Wir schreiben die Jahrtausendwende. Wie in einem Italowestern weht es Sträucher, Büsche und Abfall über die Hauptstraße von Margalef. Fensterläden klappern und quitschen. Der Ort ist ausgestorben. Doch ein Mensch hat eine Vision. Jordi Pou, Routenerschließer der ersten Stunde und "Hüttenwirt" einer kleinen "Behausung" für Kletterer.
Beim ersten Anblick kann man kaum glauben auf so einem "Kartoffelacker" zu klettern.
Im Laufe der letzten 25 Jahre hat sich hier einer der weltweit besten Kletterspots entwickelt. Weit über die europäischen Grenzen hinaus bekannt und beliebt. Zwischenzeitlich wurde sogar von der Gemeinde die unfahrbar gewordene Piste zum Espadelles-Sektor für sehr viel Geld betoniert.
Viele Winter haben wir hier im Wechsel mit Siurana verbracht. Die Erlebnisse sind unlöschbar auf der Festplatte eingebrannt. Die "ultima ora" auf dem Balco über der Ermita. Das "Pais de monos". Das Land der Einfingerlöcher. Der immer gut gelaunte Iker und seine tollen Routen und Projekte. Vicent der unermüdliche "Arbeiter". Die beiden altehrwürdigen "Barkeeper". Die kleine Tienda, die erst durch die Einkäufe der Kletterer wiedereröffnete.

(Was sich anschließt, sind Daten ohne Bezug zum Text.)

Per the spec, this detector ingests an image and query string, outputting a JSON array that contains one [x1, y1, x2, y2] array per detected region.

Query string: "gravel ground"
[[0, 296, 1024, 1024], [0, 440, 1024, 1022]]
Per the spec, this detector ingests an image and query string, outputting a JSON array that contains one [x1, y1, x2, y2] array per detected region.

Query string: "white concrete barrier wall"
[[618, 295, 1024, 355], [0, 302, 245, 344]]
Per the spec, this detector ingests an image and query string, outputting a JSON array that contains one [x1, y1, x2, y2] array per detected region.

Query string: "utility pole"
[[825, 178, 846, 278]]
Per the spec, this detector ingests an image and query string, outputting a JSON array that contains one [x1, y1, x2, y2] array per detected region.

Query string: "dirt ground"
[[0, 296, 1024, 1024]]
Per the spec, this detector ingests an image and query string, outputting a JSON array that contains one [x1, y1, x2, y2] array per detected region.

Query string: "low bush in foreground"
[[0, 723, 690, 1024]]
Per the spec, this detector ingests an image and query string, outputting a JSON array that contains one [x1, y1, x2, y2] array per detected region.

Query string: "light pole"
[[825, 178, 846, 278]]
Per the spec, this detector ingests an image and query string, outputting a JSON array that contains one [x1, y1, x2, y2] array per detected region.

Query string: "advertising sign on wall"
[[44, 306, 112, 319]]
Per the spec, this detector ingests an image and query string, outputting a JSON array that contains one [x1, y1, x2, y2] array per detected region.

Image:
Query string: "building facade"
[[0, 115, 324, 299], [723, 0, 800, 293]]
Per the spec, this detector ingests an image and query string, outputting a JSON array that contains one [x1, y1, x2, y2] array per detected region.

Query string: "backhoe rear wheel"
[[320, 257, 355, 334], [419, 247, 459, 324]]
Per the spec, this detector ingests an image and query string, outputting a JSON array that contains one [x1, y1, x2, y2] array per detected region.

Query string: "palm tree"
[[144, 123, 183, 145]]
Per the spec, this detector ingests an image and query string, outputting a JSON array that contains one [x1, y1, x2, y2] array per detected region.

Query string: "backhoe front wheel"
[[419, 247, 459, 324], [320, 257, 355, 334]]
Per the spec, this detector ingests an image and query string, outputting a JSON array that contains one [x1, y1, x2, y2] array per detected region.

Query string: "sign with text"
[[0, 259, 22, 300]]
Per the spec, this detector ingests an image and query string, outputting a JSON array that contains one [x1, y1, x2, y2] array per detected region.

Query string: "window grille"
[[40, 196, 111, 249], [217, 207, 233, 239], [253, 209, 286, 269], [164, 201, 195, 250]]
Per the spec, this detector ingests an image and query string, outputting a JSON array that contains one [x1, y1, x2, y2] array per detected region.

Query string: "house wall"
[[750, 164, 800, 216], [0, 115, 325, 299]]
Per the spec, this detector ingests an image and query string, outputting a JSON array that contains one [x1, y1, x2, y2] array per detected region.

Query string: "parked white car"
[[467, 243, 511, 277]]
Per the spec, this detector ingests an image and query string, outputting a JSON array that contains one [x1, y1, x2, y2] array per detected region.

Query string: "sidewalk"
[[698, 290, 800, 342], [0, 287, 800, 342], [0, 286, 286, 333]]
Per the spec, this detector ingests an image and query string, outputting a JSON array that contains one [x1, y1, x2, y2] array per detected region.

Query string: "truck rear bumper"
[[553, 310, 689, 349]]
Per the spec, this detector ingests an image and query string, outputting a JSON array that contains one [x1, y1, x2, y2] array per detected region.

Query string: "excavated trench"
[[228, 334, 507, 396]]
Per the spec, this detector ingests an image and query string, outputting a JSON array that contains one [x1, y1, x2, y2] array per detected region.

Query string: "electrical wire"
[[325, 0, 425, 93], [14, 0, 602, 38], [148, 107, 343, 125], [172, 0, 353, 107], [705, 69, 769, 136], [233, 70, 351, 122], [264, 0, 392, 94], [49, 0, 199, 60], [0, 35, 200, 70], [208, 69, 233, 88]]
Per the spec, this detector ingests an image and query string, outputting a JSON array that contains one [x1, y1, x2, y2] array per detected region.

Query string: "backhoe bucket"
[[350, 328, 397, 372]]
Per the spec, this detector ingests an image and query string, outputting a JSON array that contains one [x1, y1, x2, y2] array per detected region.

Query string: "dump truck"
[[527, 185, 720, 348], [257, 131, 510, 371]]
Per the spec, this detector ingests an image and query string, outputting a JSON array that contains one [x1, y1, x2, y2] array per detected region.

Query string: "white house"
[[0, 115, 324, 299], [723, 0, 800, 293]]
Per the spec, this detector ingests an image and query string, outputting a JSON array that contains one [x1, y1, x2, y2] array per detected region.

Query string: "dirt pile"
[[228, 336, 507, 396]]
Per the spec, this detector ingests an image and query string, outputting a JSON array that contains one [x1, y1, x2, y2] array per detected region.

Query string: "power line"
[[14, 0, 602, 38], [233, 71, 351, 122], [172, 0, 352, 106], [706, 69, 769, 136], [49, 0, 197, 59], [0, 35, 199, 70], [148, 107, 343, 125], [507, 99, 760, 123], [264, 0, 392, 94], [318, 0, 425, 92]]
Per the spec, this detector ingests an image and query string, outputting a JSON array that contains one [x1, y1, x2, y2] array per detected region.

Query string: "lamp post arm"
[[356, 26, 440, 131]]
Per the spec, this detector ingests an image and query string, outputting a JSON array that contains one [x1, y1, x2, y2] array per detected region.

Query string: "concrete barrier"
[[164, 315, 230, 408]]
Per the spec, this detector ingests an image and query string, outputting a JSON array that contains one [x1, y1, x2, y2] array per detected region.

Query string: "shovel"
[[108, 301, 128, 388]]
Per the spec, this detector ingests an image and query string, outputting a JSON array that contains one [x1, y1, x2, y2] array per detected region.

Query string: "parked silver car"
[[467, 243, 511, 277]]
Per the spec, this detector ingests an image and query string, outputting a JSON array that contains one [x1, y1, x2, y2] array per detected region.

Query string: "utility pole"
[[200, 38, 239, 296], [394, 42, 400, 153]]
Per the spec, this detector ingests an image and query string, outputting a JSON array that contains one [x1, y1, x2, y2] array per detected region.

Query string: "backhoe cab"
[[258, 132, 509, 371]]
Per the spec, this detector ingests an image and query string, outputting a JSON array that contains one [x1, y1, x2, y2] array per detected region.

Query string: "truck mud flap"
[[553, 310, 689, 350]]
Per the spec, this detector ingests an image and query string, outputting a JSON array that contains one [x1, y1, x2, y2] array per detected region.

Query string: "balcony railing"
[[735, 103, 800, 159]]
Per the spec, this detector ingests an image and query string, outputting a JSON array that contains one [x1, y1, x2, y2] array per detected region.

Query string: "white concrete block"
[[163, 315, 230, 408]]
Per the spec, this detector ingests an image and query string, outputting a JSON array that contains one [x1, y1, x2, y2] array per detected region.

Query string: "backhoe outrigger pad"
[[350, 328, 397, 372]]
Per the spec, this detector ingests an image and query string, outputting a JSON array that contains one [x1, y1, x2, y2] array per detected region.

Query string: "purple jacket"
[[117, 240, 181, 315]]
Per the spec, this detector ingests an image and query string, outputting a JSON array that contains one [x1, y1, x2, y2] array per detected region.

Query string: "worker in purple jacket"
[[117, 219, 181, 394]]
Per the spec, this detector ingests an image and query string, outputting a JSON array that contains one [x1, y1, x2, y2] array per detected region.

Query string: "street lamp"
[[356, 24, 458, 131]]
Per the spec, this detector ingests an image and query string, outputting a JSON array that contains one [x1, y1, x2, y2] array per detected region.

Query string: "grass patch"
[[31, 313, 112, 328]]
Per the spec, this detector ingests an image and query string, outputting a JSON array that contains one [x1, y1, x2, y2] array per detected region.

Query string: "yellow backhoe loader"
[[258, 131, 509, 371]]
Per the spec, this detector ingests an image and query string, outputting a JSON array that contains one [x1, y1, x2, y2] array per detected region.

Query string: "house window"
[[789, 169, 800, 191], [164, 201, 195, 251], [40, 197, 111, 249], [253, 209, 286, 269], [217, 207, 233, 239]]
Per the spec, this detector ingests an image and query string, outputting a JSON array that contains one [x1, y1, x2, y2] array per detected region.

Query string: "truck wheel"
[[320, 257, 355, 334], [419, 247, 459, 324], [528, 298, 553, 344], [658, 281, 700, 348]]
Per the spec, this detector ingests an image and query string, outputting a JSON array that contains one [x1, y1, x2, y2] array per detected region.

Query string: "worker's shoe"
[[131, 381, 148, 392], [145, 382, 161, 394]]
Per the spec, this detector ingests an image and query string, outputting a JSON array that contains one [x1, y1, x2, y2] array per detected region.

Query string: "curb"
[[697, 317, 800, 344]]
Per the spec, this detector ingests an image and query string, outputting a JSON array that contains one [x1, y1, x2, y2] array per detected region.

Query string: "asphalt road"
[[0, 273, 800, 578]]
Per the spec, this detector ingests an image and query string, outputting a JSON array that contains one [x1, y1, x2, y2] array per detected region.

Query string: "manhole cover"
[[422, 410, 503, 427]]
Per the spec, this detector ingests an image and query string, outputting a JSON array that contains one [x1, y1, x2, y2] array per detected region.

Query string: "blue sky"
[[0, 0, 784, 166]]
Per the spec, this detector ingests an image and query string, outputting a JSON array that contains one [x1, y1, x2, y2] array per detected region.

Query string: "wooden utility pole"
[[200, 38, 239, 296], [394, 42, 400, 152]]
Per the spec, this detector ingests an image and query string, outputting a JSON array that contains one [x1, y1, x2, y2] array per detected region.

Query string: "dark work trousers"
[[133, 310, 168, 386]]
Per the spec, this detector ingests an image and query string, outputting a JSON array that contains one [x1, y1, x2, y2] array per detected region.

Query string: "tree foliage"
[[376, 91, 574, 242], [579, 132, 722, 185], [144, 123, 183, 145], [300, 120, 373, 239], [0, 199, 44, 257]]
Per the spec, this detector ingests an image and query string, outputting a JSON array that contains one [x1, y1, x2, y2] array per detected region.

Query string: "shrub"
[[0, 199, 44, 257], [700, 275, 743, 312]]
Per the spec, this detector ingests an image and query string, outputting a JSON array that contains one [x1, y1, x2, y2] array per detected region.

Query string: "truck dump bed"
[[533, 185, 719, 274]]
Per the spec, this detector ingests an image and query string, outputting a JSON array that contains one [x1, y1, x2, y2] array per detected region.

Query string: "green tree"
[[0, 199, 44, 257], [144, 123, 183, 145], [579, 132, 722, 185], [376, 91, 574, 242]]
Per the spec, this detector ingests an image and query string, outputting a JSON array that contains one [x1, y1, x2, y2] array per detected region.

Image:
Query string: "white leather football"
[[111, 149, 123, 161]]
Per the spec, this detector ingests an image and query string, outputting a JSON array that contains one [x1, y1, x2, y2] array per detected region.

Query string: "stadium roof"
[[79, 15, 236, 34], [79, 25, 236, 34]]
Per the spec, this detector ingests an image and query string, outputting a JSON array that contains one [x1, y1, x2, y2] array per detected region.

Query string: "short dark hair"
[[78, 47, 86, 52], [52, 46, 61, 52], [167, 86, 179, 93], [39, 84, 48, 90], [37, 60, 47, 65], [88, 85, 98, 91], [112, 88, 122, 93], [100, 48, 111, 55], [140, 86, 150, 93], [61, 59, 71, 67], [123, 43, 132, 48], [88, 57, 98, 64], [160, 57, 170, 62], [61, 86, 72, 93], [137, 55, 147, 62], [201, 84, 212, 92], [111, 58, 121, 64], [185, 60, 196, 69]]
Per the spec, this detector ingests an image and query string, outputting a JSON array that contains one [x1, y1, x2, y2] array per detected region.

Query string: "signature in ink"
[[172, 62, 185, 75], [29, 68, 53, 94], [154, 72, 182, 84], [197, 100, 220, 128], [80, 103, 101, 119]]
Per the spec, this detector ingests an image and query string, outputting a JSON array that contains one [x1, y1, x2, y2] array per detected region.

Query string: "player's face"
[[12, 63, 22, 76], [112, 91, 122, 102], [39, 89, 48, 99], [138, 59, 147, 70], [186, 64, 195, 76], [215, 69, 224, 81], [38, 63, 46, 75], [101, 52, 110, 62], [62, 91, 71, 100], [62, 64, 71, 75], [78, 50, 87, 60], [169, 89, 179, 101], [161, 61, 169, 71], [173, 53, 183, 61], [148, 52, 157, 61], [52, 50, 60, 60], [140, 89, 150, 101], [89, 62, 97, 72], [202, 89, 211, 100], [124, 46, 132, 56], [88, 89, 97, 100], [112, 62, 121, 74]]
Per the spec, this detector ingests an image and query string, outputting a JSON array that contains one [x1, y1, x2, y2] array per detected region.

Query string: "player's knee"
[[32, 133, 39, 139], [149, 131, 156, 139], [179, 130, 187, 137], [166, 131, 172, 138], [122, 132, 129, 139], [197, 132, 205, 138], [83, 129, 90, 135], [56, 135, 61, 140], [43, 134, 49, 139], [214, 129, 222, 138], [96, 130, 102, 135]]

Kurzum, die Kletterer haben dem Ort wieder Leben eingehaucht. In der Bar herrschte schon bald wieder quirliges Treiben. Die Menschen erlebten ihren zweiten Frühling - ein kleines Wunder.
Doch die zunehmende Beliebtheit überforderte die kleine Gemeinde und niemand wusste sich so recht zu helfen. Es kam wie es kommen musste: Margalef ist "abgeriegelt". Die Zugänge zu den beiden Tälern sind nur mit Voranmeldung per App und gegen Gebühr möglich, die Zahl der Besucher ist jedoch limitiert. Spontane Kletterausflüge werden dadurch sehr eingeschränkt. Übernachten ist nur noch auf dem zentralen Camping im Ort oder in einer der wenigen Unterkünfte gestattet. So weit die Fakten (Stand Winter 2025/2026).
Die Zugangsbeschränkungen sind Ausdruck einer Hilflosigkeit. Es wurde keine Möglichkeit gefunden, die zuweilen zahlreichen Besucher, die sich daneben benommen haben, in die Schranken zu weisen. Der Tross zog weiter und hinterließ eine Spur der Verwüstung.
Dabei bin ich mir gar nicht so sicher, ob es wirklich an diesen oder den reinen Besucherzahlen lag oder ob nicht einige wenige sich nach Ruhe sehnten und wie in vielen Orten dieser Welt, gerne für sich allein beanspruchen. Oft sind diese Menschen sehr einflussreich. So auch in Margalef?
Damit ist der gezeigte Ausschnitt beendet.